Harmonien, or wind-ensembles, were as important to the cultural life of early-19th-century Vienna as the Opera and orchestras. In The Harmonie in Beethoven’s Vienna, Boxwood & Brass will put Beethoven’s music into the context of his musical world. Alongside the Symphony will be the overture to the opera Jean de Paris by André Boieldieu, the ‘French Mozart’, a work once so popular that it survives in 17 arrangements for Harmonie. Beethoven’s contemporary Joseph Triebensee (1772–1846) was a prolific composer of wind music and opera and one of the leading oboists in Vienna, playing in among other things the premiere of The Magic Flute. His rarely-heard Partita in Eb was written for Prince Lichtenstein’s Harmonie, of which Triebensee was director.

There will be a pre-concert talk at 6:30 by Professor David Wyn Jones (University of Cardiff) and members of Boxwood & Brass.

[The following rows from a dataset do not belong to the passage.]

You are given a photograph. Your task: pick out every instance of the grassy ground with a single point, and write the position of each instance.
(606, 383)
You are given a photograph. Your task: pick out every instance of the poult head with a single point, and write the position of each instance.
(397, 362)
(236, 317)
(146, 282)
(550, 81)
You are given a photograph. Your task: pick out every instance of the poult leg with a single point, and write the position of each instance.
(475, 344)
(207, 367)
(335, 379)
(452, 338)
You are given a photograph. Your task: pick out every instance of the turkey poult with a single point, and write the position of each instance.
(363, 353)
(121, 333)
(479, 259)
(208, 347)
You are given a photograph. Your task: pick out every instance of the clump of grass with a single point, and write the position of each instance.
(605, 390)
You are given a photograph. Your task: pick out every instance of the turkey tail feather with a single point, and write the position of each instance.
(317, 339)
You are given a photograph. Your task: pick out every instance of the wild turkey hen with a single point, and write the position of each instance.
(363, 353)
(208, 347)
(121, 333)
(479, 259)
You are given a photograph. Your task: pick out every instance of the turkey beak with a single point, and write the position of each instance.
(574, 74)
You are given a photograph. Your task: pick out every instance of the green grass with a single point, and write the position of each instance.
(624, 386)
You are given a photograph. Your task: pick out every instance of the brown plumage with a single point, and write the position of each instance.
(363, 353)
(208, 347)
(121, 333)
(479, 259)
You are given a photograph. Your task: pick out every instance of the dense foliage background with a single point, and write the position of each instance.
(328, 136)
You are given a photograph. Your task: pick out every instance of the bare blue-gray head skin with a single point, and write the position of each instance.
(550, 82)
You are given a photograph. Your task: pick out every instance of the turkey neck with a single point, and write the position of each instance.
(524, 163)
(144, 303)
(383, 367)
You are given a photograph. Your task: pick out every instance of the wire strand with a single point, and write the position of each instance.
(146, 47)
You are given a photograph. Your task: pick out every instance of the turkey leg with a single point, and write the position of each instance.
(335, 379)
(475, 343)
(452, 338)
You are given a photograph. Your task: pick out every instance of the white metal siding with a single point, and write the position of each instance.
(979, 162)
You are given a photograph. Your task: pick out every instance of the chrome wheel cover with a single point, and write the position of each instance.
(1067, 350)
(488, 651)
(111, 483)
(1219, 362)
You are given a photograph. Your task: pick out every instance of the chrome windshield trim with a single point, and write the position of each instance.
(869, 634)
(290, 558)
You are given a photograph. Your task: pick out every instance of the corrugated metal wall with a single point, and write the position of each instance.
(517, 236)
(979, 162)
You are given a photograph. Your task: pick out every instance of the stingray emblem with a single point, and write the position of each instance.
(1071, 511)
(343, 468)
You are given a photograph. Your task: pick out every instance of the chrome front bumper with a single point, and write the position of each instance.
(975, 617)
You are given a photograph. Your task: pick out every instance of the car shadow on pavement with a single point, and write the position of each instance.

Praised for their ‘spectacular playing’ (Robert Hugill), Boxwood & Brass brings together the emerging generation of British period wind-instrument players to advocate for neglected wind chamber music and harmoniemusik of the Classical and early-Romantic periods. Members of the group work regularly with top orchestras from across Europe, including the Orchestra Revolutionnaire et Romantique, Orchestra of the Age of Enlightenment, Gabrieli, L’Orchestra de Champs-Elysees and Spira Mirabilis. In-depth scholarly research into style and repertoire is important to us, as is promoting the highest standards in period wind playing. A determinedly disrespectful attitude to the music canon manifests itself in our programming, which often features new arrangements made for the group in the best historical traditions. Since 2013, the group has recently released its debut CD Music for a Prussian Salon, to unanimous critical praise.